Well, er, no. The fact is, six years and three babies later, we get in the car for everything. I envy my urban friends: there’s no strolling to the shops for milk or hopping on our bikes to visit a friend for us. Country lanes are way too dangerous, especially if you’re pushing a buggy or have a baby in a seat on your bike.
Also, have you ever tried a long country walk with three small children? The eldest moans about her legs, the middle one has a sit-down protest, complete with earpiercing screams of ‘carry me!’, and the toddler stops to look at every piece of ‘peep poo’. It’s stressful and no way to spend an afternoon.
HSE guidelines suggest 30 minutes of moderate intensity activity, five days a week, to reduce the risk of developing diabetes, high blood pressure, heart disease and cancer, as well as maintain a healthy weight. I’d like to add that it also does wonders for your mental health, too.

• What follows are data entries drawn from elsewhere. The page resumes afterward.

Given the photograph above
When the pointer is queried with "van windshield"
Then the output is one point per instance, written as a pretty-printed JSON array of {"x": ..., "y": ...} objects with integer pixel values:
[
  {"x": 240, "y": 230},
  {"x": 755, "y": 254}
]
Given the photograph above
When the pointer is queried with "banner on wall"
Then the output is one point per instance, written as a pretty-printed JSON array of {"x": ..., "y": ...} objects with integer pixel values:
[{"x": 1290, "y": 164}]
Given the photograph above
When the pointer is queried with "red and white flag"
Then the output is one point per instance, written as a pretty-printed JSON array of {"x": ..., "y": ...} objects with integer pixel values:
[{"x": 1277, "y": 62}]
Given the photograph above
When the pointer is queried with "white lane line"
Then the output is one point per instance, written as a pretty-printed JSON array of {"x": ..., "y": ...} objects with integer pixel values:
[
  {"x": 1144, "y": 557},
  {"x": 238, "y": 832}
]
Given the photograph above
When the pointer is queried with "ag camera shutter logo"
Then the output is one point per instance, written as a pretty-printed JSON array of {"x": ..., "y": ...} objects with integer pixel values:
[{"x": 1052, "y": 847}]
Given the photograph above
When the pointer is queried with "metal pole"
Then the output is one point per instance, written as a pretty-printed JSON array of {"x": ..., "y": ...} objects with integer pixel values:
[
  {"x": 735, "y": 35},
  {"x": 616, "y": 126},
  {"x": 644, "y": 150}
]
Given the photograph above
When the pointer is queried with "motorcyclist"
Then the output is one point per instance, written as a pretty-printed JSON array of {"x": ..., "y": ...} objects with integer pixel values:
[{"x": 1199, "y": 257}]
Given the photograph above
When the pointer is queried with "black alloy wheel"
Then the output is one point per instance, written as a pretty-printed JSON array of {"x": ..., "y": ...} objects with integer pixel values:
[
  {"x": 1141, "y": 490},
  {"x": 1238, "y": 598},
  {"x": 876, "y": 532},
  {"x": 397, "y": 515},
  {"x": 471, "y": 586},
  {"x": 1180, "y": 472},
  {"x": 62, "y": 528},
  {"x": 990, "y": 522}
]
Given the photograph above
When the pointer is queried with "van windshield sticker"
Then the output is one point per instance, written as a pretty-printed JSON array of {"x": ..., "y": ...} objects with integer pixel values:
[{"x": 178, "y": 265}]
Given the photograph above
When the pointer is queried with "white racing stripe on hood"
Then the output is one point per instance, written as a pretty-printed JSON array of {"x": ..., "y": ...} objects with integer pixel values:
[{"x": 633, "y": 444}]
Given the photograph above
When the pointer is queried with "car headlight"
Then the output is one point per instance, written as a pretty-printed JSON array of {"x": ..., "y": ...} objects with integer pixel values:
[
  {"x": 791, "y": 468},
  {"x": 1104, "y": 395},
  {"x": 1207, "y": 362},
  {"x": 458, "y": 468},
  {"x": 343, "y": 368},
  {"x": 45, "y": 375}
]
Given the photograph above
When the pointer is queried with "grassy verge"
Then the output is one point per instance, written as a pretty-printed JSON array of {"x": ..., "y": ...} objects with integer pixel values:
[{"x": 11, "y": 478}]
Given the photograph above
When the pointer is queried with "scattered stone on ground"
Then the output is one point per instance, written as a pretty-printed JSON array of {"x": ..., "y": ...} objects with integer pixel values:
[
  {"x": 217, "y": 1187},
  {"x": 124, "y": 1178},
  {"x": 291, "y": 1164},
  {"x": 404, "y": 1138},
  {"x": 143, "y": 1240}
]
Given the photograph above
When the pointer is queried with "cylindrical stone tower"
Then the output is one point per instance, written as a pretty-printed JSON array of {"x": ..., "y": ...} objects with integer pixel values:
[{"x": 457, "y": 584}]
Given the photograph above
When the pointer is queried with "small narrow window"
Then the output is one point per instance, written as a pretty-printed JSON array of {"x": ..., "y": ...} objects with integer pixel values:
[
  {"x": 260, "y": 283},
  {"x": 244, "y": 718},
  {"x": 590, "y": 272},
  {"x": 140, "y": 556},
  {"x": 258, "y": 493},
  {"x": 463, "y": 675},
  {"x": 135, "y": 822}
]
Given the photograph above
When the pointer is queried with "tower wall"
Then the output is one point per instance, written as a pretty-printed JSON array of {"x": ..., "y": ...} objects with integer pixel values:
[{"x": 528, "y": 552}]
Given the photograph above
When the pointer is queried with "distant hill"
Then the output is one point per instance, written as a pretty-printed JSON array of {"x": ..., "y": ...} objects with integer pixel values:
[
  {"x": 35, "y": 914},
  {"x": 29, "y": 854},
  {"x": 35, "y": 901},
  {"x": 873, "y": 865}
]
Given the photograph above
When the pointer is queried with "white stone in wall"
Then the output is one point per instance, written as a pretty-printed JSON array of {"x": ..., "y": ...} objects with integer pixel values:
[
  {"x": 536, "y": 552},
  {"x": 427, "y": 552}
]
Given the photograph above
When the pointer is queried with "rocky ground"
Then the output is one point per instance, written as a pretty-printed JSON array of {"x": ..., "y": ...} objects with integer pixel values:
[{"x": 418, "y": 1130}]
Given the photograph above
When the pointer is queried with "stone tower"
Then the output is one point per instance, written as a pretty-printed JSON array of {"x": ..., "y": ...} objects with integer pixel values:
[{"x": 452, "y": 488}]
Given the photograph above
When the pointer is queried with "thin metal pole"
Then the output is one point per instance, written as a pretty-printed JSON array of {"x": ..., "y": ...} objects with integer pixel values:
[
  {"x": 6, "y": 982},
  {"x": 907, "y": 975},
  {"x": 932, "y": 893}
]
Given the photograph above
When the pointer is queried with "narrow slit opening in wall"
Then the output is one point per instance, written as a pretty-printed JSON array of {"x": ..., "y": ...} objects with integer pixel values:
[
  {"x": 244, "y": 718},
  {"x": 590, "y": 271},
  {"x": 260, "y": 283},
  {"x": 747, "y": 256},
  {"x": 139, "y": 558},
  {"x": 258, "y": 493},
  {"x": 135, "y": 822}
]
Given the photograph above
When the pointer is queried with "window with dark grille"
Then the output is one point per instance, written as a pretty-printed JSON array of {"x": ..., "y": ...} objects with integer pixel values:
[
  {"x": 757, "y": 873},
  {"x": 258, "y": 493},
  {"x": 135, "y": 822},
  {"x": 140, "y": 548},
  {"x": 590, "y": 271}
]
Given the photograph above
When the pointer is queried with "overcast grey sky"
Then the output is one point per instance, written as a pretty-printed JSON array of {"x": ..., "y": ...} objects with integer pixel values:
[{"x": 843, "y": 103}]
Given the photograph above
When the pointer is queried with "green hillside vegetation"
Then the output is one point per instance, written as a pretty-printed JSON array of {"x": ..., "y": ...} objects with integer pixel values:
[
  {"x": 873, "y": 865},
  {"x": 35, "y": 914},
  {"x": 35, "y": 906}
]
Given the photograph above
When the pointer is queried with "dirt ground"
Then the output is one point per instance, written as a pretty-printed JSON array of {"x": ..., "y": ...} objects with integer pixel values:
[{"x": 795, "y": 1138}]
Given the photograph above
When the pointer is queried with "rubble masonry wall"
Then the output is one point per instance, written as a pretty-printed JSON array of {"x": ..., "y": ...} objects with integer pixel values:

This doesn’t have to mean hitting the gym every day – incidental exercise, the exercise we get from daily activities, without even thinking about it, is the key to long-term health.
Small tweaks to your lifestyle can make a huge difference, no matter where you live. So here’s my list of incidental exercise – ways to raise your heart rate, move your body and feel healthier and happier. And best of all, they’re free!
TAKE THE STAIRS From offices to train stations and shopping centres, ignore lifts and escalators. Take the stairs – and take them two at a time, if you can.
LIMIT CAR USE Before you pick up your car keys, ask yourself if you really need to drive, whether it’s running errands or going to dinner. If you do, don’t spend time looking for the ‘perfect parking spot’ . Park further away and give yourself a walk.
COMMUTE SMART On the train or bus? Get off one stop earlier. And on the subject of work, make sure you take a break. If you leave a few chores to do at lunchtime, you’ll escape the office, lower stress levels and also get a fitness boost.
DRESS FIT I’m a big fan of trainers and stretchy trousers when I’m not at work – and I have my runners in my bag at all times. I know I walk quicker and further when my feet are comfortable, and by wearing yoga leggings at home I’m much more likely to be active with the kids, whether we’re outside kicking a ball around or doing a few stretches while we do a puzzle on the floor.
BABYSIT If you don’t have young children, borrow some! Babysit or look after your grandchildren, they will have you on running around all day.
CLEAN UP Take a different attitude to cleaning. Dusting, tidying and ironing burn around 170 calories an hour while more vigorous chores such as vacuuming and scrubbing burn around 190 calories. Think of cleaning as a workout -move quicker, engage your core and don’t break – and you’ll tone up at the same time.
THE GREEN GYM Gardening is the ultimate mind-body workout. Not only can you burn up to 300 calories doing 30 minutes of digging, pruning and mowing (that’s similar to an aerobics class) but it’s extremely soothing for the soul.
STAND MORE When you’re on the phone or texting, pace up and down. It’s easy once you’re in the habit.
As for me, I’ve bought a fold-up bike. This summer, I’ll be parking out of town and cycling some of my commute in a bid to subtly slip in a little extra exercise – and give me some extra head space, too.